11. Vasteras Flygmuseum
A 1930s-era Air Force hangar at Vasteras Airport was transformed into an aviation museum in 1997. If you’re interested in aviation, Vasteras has a cave of wonders that not many visitors get to visit.
The hangar is filled with dozens of antique aircraft, at least 40 of which are capable of taking off.
The Convair 440 Metropolitan, a Saab 35 Draken fighter jet that operated up until the 1990s, and a McDonnell-Douglas DC-10 are a few noteworthy models. The Swedish Air Force also owns four cutting-edge flight simulators and an old link trainer simulator.
12. Tido Castle
This royal estate, which was more of a palace than a castle, was built in the first part of the 17th century in the Dutch Renaissance style.
Axel Oxenstierner, the Lord High Chancellor and a trusted advisor to King Gustavus Adolphus and later Queen Christina, was its owner at the time.
There is a museum of old toys inside as well as the opulent state residences, which you can enter to tour.
Next to the current structure are the remains of the castle from the fifteenth century.
And for a brief period in the 1530s, Queen Consort Margaret Leijonhufvud, Gustav Vasa’s wife, owned this house.
13. Sala Silvergruva
At this Silver Mine, about 30 minutes north of Vasteras, you can immerse yourself in Swedish history for a unique day trip.
From the 1400s to the 20th century, the mine was in operation sporadically, and during that time, 450 tons of silver were brought to the surface.
The mine’s eerie chambers, which have been shaped over 500 years, will be shown to you on a guided tour.
The length of these visits can vary; the longest one can last up to four hours and descend more than 150 meters.
The year-round average temperature down here is 2°C.
If space is available, you can spend the night in a hotel suite with an extra-thick quilt on the bed that is 155 meters below the surface!
14. Skultuna Brassworks
The Skultuna Brassworks are a short drive north of the city and are another excursion with a metallic theme.
The tour will showcase the numerous exquisite pieces that were developed and forged on the premises of this workshop, which has been in operation since 1607.
Hjalmar Norrström, a 19th-century industrial designer whose handcrafted ornaments were given as formal gifts by Sweden’s kings, is one of its most well-known designers.
One of his most well-known works is a brass baptismal font that is on display at the brassworks and won a Gold Medal at the 1900 Paris Exposition.
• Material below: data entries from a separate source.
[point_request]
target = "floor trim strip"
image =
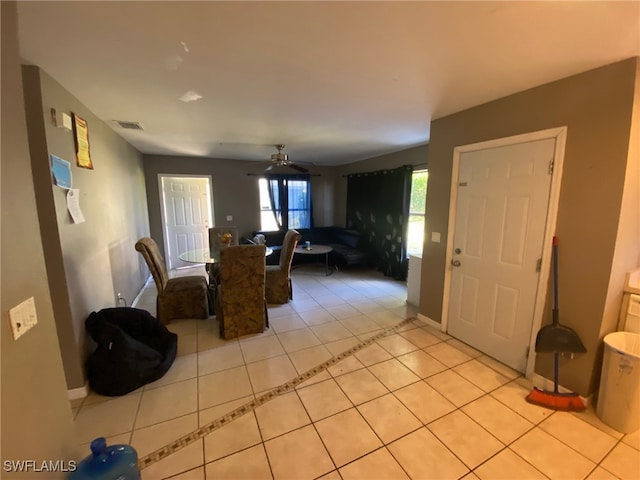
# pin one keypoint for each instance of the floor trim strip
(201, 432)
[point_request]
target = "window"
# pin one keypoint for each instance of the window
(417, 208)
(285, 202)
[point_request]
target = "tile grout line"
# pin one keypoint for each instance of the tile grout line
(201, 432)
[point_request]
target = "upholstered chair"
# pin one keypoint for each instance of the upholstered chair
(278, 278)
(240, 305)
(217, 243)
(180, 297)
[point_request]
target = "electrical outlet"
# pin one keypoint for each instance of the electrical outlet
(23, 317)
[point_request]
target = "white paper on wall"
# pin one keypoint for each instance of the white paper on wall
(73, 205)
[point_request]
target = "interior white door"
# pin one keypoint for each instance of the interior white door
(500, 219)
(187, 212)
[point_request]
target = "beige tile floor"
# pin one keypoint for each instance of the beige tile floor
(416, 404)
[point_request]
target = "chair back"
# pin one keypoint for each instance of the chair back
(242, 290)
(151, 254)
(291, 239)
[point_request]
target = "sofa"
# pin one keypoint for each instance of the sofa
(348, 246)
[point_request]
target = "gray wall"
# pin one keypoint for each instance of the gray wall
(596, 107)
(36, 415)
(235, 192)
(87, 263)
(416, 156)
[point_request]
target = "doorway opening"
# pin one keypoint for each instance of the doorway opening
(186, 204)
(502, 217)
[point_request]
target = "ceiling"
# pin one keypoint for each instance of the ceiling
(334, 81)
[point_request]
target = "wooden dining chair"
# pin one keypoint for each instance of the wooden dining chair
(240, 304)
(180, 297)
(278, 277)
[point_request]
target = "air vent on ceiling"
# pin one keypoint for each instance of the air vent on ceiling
(129, 125)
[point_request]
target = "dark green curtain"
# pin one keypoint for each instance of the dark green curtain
(378, 208)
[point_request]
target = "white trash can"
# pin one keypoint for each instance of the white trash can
(619, 394)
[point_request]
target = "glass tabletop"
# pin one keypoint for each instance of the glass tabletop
(205, 255)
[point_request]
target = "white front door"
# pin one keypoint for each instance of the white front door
(187, 215)
(499, 232)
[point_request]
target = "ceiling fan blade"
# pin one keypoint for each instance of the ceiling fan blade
(298, 167)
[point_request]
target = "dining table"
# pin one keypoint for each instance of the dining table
(207, 256)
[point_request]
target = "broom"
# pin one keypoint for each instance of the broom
(544, 343)
(567, 402)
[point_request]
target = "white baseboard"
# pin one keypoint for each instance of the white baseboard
(546, 384)
(430, 322)
(137, 299)
(78, 393)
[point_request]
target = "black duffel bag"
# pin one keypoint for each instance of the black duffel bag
(134, 348)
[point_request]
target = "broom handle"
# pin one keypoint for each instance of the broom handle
(555, 281)
(556, 371)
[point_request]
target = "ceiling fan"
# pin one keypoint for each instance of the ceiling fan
(282, 160)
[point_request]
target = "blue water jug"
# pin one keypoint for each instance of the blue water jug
(117, 462)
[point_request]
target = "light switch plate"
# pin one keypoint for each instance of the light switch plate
(23, 317)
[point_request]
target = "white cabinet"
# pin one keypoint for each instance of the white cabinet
(413, 279)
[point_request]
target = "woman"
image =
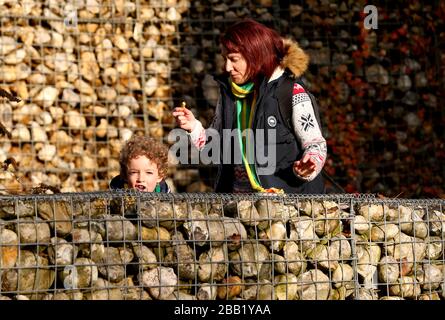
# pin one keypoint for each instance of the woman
(257, 63)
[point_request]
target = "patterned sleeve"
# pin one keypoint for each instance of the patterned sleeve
(307, 129)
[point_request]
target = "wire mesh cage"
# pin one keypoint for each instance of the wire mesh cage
(128, 245)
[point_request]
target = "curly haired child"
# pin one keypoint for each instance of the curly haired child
(143, 165)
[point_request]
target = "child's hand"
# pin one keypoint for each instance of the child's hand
(184, 118)
(304, 167)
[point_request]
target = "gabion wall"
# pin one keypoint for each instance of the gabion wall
(91, 73)
(208, 246)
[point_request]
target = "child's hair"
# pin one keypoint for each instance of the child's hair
(138, 146)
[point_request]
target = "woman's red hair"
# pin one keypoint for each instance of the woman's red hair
(261, 46)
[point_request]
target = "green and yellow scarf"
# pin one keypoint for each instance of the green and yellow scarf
(244, 115)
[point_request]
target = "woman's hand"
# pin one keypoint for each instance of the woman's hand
(184, 118)
(305, 167)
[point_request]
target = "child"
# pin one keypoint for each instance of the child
(143, 166)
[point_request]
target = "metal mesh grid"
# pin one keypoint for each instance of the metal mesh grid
(208, 246)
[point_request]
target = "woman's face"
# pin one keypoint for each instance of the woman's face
(236, 66)
(143, 174)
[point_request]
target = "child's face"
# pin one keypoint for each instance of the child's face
(143, 174)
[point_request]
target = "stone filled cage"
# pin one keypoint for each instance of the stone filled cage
(91, 73)
(203, 246)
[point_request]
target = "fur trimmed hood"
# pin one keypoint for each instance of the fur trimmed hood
(295, 59)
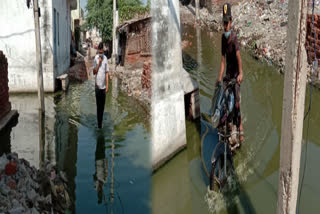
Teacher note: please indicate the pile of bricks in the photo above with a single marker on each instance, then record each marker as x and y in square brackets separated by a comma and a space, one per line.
[146, 76]
[5, 105]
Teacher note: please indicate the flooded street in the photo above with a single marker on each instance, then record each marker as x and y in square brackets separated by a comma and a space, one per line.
[108, 170]
[183, 183]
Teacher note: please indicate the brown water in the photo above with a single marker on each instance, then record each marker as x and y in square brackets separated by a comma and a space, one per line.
[182, 186]
[108, 170]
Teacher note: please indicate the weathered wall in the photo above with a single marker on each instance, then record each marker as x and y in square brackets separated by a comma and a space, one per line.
[138, 43]
[167, 112]
[25, 136]
[310, 38]
[63, 36]
[17, 40]
[5, 105]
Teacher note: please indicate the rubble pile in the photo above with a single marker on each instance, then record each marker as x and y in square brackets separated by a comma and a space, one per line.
[24, 189]
[131, 83]
[260, 25]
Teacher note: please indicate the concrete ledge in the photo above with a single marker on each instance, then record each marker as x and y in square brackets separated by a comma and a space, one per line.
[12, 115]
[160, 163]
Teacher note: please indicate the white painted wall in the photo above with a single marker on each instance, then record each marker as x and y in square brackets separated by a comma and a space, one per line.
[17, 41]
[25, 136]
[167, 111]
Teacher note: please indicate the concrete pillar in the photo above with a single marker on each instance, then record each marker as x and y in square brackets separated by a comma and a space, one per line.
[167, 110]
[293, 107]
[197, 10]
[114, 33]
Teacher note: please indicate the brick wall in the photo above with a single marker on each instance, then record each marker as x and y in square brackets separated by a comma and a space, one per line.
[5, 105]
[138, 43]
[146, 76]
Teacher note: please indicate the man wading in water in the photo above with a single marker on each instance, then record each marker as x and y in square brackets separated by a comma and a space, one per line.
[100, 69]
[230, 52]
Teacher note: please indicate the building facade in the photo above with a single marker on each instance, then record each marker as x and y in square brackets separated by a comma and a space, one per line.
[17, 40]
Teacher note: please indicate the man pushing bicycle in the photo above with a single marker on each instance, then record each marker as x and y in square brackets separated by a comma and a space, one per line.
[231, 58]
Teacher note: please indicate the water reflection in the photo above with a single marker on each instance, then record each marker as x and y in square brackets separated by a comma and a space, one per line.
[257, 162]
[101, 165]
[108, 170]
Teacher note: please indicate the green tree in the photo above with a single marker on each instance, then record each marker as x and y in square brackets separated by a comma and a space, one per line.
[99, 14]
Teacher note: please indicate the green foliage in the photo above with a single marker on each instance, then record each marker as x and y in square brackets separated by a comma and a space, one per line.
[100, 14]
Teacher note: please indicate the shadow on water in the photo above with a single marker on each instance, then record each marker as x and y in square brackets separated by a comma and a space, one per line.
[232, 194]
[108, 170]
[257, 162]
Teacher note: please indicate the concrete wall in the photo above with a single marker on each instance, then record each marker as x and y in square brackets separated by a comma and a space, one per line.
[63, 46]
[167, 112]
[5, 105]
[25, 136]
[17, 40]
[310, 38]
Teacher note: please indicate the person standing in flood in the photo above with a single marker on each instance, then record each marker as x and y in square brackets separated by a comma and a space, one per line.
[230, 56]
[100, 70]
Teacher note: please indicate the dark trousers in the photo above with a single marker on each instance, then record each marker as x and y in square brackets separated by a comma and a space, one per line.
[100, 100]
[237, 113]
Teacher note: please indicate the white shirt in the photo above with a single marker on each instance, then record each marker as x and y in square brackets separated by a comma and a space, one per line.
[101, 75]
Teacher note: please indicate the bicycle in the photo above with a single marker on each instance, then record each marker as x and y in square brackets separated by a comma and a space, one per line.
[221, 160]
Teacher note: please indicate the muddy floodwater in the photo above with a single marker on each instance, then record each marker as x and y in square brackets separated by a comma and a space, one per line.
[108, 170]
[182, 185]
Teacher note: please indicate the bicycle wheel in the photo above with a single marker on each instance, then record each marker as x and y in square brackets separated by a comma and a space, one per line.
[218, 177]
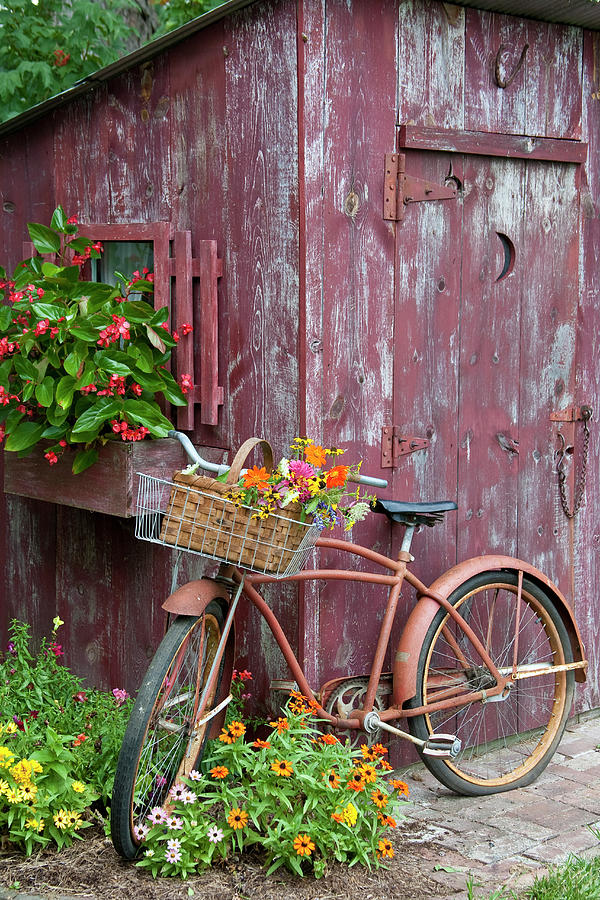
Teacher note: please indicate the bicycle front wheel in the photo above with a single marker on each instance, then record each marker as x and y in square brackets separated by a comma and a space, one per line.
[506, 741]
[162, 742]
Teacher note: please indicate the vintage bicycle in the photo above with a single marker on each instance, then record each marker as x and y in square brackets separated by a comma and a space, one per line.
[484, 671]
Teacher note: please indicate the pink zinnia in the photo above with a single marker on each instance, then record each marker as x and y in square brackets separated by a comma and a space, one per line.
[301, 469]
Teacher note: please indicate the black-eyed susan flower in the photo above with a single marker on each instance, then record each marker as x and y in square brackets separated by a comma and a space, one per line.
[282, 767]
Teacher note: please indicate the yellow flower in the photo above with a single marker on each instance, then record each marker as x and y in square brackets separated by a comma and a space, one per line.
[350, 814]
[21, 771]
[282, 767]
[28, 791]
[237, 818]
[303, 845]
[62, 819]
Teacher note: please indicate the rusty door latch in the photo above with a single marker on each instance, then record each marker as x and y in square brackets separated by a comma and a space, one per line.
[570, 416]
[394, 445]
[400, 188]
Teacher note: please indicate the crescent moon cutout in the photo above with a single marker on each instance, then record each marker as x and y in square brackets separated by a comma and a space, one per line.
[509, 256]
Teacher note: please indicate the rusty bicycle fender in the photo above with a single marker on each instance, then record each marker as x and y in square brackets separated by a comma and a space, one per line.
[191, 599]
[421, 617]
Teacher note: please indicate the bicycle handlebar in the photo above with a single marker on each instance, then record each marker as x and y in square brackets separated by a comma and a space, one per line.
[219, 469]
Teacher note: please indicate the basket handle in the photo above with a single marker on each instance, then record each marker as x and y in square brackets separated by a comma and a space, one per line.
[233, 476]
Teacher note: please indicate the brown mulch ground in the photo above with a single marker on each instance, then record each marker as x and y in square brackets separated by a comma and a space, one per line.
[91, 868]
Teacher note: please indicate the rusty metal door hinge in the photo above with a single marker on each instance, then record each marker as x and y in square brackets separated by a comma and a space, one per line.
[394, 445]
[400, 188]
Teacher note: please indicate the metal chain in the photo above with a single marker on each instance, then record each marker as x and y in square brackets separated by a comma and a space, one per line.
[586, 414]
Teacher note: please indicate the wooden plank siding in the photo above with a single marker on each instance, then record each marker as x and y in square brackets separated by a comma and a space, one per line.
[266, 132]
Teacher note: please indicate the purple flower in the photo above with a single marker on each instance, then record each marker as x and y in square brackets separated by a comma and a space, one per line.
[301, 469]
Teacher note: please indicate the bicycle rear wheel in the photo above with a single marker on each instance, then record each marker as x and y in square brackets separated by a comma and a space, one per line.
[161, 744]
[506, 743]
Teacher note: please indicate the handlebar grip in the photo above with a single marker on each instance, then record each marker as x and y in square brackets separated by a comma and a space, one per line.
[369, 480]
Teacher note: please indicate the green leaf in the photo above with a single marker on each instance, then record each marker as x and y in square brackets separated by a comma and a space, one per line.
[56, 415]
[149, 415]
[155, 339]
[24, 436]
[114, 361]
[25, 369]
[44, 392]
[83, 460]
[85, 333]
[65, 390]
[137, 311]
[51, 311]
[45, 240]
[59, 219]
[96, 415]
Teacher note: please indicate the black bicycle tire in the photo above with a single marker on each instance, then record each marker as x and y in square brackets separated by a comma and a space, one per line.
[134, 739]
[443, 769]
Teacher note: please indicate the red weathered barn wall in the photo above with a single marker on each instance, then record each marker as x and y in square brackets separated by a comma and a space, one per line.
[266, 131]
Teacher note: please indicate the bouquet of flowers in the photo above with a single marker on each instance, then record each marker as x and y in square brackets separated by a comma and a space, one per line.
[306, 480]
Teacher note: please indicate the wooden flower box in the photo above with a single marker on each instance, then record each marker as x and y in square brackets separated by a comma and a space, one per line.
[109, 486]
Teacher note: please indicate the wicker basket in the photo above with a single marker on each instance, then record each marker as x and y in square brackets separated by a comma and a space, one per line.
[198, 517]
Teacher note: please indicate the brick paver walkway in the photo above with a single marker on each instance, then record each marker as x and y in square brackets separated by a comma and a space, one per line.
[509, 838]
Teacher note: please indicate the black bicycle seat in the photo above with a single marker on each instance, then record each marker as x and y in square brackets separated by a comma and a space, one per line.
[414, 513]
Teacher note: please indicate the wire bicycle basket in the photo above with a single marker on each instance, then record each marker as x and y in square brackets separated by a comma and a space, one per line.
[191, 513]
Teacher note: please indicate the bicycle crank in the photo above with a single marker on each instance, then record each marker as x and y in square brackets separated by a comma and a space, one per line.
[441, 745]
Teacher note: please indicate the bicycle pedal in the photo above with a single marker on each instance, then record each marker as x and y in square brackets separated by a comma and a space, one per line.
[442, 745]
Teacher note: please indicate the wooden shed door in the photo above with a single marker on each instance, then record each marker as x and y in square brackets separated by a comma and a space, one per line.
[487, 289]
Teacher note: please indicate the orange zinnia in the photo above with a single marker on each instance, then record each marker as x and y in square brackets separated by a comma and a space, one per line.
[256, 477]
[400, 786]
[282, 767]
[315, 455]
[303, 845]
[237, 818]
[369, 771]
[337, 476]
[379, 799]
[385, 849]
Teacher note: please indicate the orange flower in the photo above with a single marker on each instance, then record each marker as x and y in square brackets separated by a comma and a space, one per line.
[281, 725]
[337, 476]
[237, 729]
[282, 767]
[315, 455]
[357, 781]
[237, 818]
[255, 477]
[385, 849]
[386, 820]
[303, 845]
[400, 786]
[369, 771]
[332, 779]
[373, 753]
[379, 798]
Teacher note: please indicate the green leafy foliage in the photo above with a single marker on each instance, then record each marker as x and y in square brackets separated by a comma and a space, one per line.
[49, 45]
[58, 743]
[80, 363]
[300, 796]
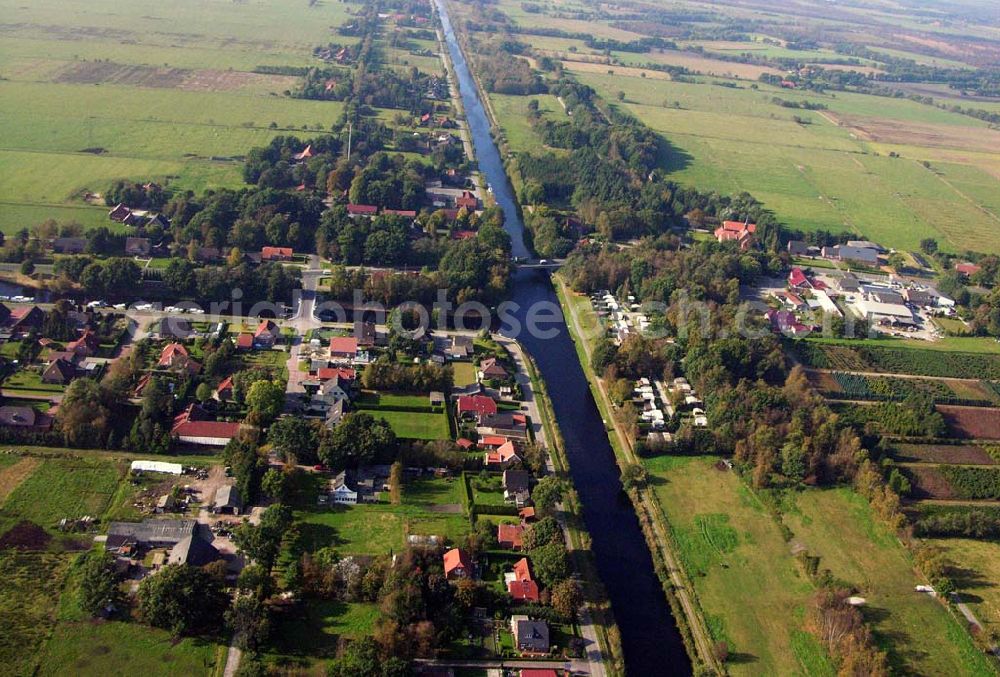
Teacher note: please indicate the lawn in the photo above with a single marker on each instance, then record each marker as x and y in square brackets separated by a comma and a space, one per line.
[61, 488]
[29, 594]
[465, 374]
[86, 648]
[376, 529]
[316, 632]
[919, 633]
[979, 576]
[747, 581]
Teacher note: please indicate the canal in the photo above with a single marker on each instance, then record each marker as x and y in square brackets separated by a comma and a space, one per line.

In addition to a large outlet store with Skultuna home goods and other Swedish designer homeware brands, there is a cafe along the river.
15. Frosakers Brygga
As we’ve seen, Västers has a rich Viking background, which is brought to life at a family amusement park east of the city.
25 wooden vessels, including exact reproductions of longships and reconstructions of historic ships like a 14th-century Hanseatic commerce vessel found in Skanör harbor in 1991, are docked at the lake. A historically realistic Viking hall is located on dry land.
This is the focal point of a community where visitors can learn the basics of making beer, flatbread over a blazing fire, sailing, rowing, sailing races, testing their archery prowess, and using a catapult.